New report: antibiotic resistance a global health threat
A new WHO report, “Antimicrobial resistance: global report on surveillance”, launched today, provides the most comprehensive picture of antibiotic resistance across the world to date, with data from 114 countries. The findings document resistance to antibiotics, especially so-called last resort antibiotics, in all regions of the world. It also shows the gaps in surveillance systems and the need for a standardized approach to tracking and monitoring the issue.
Antibiotics are medicines used to treat infections caused by bacteria such as tuberculosis, bloodstream infections and pneumonia. They kill the bacteria or stop them from growing. Antibiotic resistance arises when bacteria change to protect themselves against an antibiotic.
Findings in the WHO European Region
The report reveals high levels of resistance to third-generation cephalosporins in “Klebsiella pneumoniae” throughout the Region. These cephalosporins are often used as an alternative to penicillin, to treat pneumonia, strep throat, staphylococcal infections, tonsillitis, bronchitis and gonorrhoea.
In some settings, up to 60% of “Staphylococcus aureus” infections (commonly skin infections and respiratory disease) are reported to be resistant to methicillin, meaning that treatment with standard antibiotics does not work.
The report also notes that, although most countries in the European Union (EU) have well established national and international systems for tracking antibiotic resistance, countries in other parts of the WHO European Region urgently need to strengthen or establish such surveillance systems.
Activities in the WHO European Region
WHO/Europe and its partners are supporting countries outside the EU through the newly established Central Asian and Eastern European Surveillance of Antimicrobial Resistance (CAESAR) network. The aim is to set up a network of national surveillance systems to monitor antibiotic resistance in all countries in the European Region, ensuring standardized data collection so that information is comparable.

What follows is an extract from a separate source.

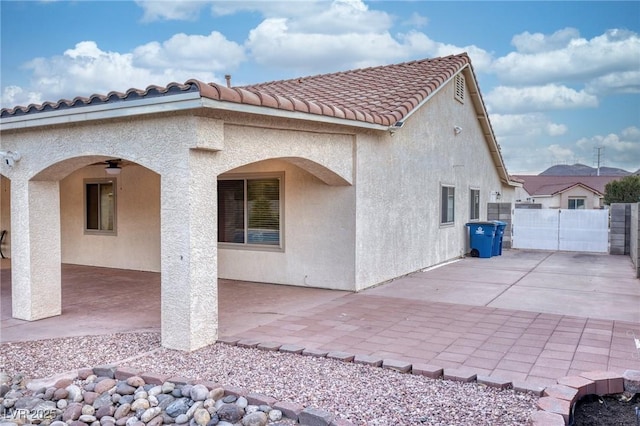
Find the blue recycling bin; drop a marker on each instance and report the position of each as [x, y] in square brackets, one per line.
[481, 235]
[497, 239]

This is part of activities to implement the European strategic action plan on antibiotic resistance, adopted by Member States in the Region in 2011. It covers 7 key areas of action:
- promoting national intersectoral coordination;
- strengthening surveillance of antimicrobial resistance;
- strengthening surveillance and promoting stewardship of antimicrobial drug use;
- strengthening surveillance of resistance to and use of antimicrobial agents in the food animal industry;
- improving infection control and stewardship of antimicrobial resistance in health care settings;
- promoting research and innovation in new drugs and technology; and
- ensuring patient safety and improving awareness of antimicrobial use and resistance.